Has anybody come across a list of ARM & THUMB instructions that cause deviation from the linear instruction stream?
I've been trying to figure out gdb-stub single stepping using software interrupts, and in single stepping you need to find
the next instruction(s) where the next breakpoint instruction needs to be set.
There are three cases:
1) current instruction doesn't change the execution path. Next instruction is the next word.
2) current instruction is a jump. The operand defines the next instruction address
3) current instruction is conditional branch. One possible next instruction is the next word, the other possible
instruction address is defined by the operand. (That includes conditional add with PC as the target, and the like).
To implement single stepping, I need to tell those cases apart and figure out how to find out the possible branching address.
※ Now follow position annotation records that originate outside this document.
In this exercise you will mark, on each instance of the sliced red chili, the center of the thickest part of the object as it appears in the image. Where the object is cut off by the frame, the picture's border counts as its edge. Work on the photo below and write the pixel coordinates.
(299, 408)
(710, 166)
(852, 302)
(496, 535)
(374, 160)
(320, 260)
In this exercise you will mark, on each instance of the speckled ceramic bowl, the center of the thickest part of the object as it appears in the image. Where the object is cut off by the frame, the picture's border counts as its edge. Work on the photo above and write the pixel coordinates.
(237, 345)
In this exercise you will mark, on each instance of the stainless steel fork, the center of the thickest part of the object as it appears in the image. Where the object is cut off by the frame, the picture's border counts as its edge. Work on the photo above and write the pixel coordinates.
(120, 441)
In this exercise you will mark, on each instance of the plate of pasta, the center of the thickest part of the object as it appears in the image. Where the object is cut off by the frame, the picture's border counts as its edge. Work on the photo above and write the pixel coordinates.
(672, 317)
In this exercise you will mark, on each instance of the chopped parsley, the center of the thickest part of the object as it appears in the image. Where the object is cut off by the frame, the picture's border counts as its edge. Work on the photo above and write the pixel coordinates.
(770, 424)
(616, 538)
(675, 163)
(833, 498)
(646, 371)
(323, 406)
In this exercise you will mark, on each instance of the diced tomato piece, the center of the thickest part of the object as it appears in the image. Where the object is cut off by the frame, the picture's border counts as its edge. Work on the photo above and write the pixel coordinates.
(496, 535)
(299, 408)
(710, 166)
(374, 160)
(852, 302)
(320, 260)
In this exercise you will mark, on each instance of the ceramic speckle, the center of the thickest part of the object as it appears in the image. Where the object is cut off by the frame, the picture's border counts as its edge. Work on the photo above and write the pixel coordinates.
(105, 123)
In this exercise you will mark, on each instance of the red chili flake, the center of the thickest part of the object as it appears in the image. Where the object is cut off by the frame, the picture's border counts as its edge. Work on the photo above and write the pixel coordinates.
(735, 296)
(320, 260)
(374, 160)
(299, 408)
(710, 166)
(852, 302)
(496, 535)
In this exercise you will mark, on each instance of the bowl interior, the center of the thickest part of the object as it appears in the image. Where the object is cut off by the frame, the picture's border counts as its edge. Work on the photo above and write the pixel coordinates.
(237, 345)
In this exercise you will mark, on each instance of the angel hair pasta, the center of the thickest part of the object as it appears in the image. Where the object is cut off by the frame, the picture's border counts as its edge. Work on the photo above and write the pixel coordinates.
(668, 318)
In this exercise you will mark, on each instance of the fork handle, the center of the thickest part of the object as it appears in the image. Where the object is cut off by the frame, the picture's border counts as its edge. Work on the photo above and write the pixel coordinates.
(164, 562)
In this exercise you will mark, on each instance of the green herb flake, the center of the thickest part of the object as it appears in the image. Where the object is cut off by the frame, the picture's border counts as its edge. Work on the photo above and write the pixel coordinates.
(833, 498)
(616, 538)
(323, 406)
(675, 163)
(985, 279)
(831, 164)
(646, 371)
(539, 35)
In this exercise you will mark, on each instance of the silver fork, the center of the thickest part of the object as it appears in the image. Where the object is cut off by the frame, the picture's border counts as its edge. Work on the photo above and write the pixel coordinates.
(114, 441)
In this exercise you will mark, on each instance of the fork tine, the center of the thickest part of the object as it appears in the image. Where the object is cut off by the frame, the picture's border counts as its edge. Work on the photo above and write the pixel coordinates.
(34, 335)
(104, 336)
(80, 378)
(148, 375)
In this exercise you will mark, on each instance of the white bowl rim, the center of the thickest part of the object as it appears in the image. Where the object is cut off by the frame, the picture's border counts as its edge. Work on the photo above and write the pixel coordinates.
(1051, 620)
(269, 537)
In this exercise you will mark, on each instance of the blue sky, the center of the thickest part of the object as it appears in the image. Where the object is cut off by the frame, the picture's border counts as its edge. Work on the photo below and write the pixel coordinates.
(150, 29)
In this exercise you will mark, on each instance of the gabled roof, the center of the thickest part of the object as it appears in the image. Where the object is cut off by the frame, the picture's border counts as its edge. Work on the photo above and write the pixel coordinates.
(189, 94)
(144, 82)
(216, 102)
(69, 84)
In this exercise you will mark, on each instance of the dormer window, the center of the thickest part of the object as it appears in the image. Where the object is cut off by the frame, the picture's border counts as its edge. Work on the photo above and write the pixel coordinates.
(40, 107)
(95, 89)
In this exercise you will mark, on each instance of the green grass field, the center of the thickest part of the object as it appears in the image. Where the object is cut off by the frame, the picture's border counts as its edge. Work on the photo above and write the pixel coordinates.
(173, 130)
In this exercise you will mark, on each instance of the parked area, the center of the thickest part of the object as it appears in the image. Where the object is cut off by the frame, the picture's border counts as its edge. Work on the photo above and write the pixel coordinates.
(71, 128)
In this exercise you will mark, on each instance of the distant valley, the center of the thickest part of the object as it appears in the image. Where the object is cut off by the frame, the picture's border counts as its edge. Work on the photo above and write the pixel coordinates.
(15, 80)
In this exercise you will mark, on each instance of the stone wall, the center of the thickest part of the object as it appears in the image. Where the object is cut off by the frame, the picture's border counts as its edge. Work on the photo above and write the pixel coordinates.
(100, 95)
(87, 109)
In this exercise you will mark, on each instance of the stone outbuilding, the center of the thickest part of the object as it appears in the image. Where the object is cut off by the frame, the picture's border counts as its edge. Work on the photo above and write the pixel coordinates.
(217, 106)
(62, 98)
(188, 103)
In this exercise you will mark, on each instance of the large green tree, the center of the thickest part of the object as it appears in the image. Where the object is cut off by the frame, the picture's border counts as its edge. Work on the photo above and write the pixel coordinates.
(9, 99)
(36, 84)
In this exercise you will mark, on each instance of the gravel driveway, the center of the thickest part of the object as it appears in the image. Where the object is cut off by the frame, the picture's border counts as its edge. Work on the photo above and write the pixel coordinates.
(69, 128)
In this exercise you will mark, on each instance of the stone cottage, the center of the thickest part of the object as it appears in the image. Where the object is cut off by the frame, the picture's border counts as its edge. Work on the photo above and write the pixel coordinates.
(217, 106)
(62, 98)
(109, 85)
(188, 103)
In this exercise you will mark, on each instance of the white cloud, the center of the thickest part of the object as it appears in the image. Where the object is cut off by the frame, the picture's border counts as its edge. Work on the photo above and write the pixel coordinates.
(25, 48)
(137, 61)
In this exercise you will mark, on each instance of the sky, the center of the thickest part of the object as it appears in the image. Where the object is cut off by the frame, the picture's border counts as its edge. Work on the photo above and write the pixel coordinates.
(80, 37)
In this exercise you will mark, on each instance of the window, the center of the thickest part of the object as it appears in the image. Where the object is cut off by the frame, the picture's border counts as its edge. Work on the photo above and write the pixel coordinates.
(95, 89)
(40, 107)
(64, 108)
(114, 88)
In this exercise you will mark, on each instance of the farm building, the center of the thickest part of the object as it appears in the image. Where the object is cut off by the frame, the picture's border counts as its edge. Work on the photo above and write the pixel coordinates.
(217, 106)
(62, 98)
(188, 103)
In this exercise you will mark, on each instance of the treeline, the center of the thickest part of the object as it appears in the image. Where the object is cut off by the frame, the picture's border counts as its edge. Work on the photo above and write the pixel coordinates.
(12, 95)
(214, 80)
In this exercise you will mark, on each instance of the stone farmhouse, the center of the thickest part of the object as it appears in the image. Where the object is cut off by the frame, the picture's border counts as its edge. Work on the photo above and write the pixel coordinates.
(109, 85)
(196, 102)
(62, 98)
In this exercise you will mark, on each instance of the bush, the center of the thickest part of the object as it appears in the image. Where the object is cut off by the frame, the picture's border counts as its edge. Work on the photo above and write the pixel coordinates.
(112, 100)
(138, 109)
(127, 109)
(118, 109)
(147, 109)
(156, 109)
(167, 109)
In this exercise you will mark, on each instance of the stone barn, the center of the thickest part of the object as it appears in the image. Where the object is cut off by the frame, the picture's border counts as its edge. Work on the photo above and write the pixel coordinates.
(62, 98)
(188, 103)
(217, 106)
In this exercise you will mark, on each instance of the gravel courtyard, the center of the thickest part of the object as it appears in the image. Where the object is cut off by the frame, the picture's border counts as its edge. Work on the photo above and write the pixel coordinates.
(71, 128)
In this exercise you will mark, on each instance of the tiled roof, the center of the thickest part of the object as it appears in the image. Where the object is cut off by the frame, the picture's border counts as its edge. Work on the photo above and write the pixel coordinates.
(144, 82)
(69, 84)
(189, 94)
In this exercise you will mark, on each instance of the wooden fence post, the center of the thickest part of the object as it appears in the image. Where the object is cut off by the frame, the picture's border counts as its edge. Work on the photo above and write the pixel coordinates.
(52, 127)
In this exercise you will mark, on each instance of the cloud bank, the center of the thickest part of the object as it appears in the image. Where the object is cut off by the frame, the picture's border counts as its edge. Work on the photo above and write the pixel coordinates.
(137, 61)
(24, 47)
I could go through manuals of numerous processors instruction by instruction and maybe I'd be done within the next couple of years,
or I could find a list of instructions to check, or a paper that explains how to "decode" the instructions in a useful way.
Also, there doesn't seem to be lots of sources of ARM gdb servers or stubs around that use software breakpoints.
A couple of observations...
Depends on what you mean by "word". Usually word means 4 bytes for ARM processors. ARM instructions are word sized, Thumb instructions can be word or halfword sized.
On (2/3), these category covers a fairly hefty portion of the instruction set. Most data processing and load instructions allow the PC as the destination. For example "ADD pc, r0, r1" would cause the processor to branch to the address "r0+r1".
There are also a number of special cases. For example SVC, SMC and HVC all cause exceptions, which you could think of as a special kind of branch. Similarly, "SUBS pc, lr, #4" would perform an exception return - which again you could think of as special type of branch.
Then there are other types of exception to think of. Something like "VADD.F32 s0, s1, s2" would either perform a 32-bit floating point addition, or trigger an exception if the FPU wasn't enabled. Any kind of load/store could trigger an exception due to MMU/MPU checks.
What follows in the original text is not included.